Secondo un’interpretazione diffusa lo svolgimento del processo è frutto di un copione ben orchestrato. D’altronde alla sbarra siede un politico di primo piano, che ancora gode di sostenitori nel suo feudo di Chongqing, conquistati con la lotta contro le triadi, con politiche di sostegno alle fasce più deboli della popolazione e intervento statale nell’economia e anche con la retorica maoista fatta di mobilitazioni, sms con citazioni del Grande Timoniere e slogan. A lungo si è ritenuto che il modello Chongqing potesse essere esportato a livello nazionale, mentre Bo diventava il catalizzatore di quelle forze riconducibili alla sinistra nazionalista.

Pur a processo, come dimostrano le manifestazioni di solidarietà fuori dal tribunale, esercita ancora interesse nel Paese e si pensa tra le file stesse del Pcc. Un equo processo, o almeno la parvenza, potrebbero quindi evitare lotte interne, anche perché da più parti l’intera vicenda Bo è considerata un regolamento di conti dentro il Pcc, una lotta di potere e sul modo di gestire il potere e la Cina.

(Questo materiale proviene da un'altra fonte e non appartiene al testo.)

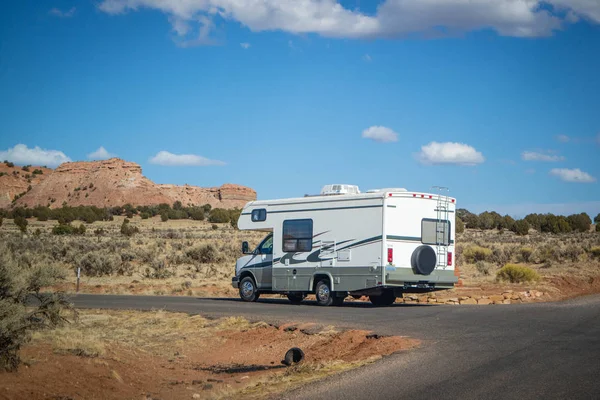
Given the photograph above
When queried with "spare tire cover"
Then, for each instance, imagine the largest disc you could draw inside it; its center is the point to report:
(423, 260)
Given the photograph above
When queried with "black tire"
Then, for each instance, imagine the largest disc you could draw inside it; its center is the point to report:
(296, 298)
(248, 289)
(387, 298)
(338, 301)
(423, 260)
(325, 296)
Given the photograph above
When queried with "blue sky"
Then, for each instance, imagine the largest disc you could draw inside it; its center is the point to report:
(497, 100)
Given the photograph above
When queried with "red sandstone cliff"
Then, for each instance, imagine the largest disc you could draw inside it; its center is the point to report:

Secondo The Diplomat, il tentativo di dare la parvenza del rispetto dello stato di diritto, lo stesso che non fu garantito a chi finiva nella rete anti-criminalità di Bo, non ha dato i risultati previsti. Prima di essere consegnato alla magistratura l’imputato è stato per mesi in mano alla Commissione disciplinare del Pcc, un organismo che lavora in segreto e con discrezione e i cui metodi non escludono la forza. Su tutta la vicenda è stato mantenuto inoltre grande riserbo. Infine il modo stesso in cui il processo si è svolto è legato alla figura di Bo e al suo ruolo e importanza all’interno della nomenclatura cinese.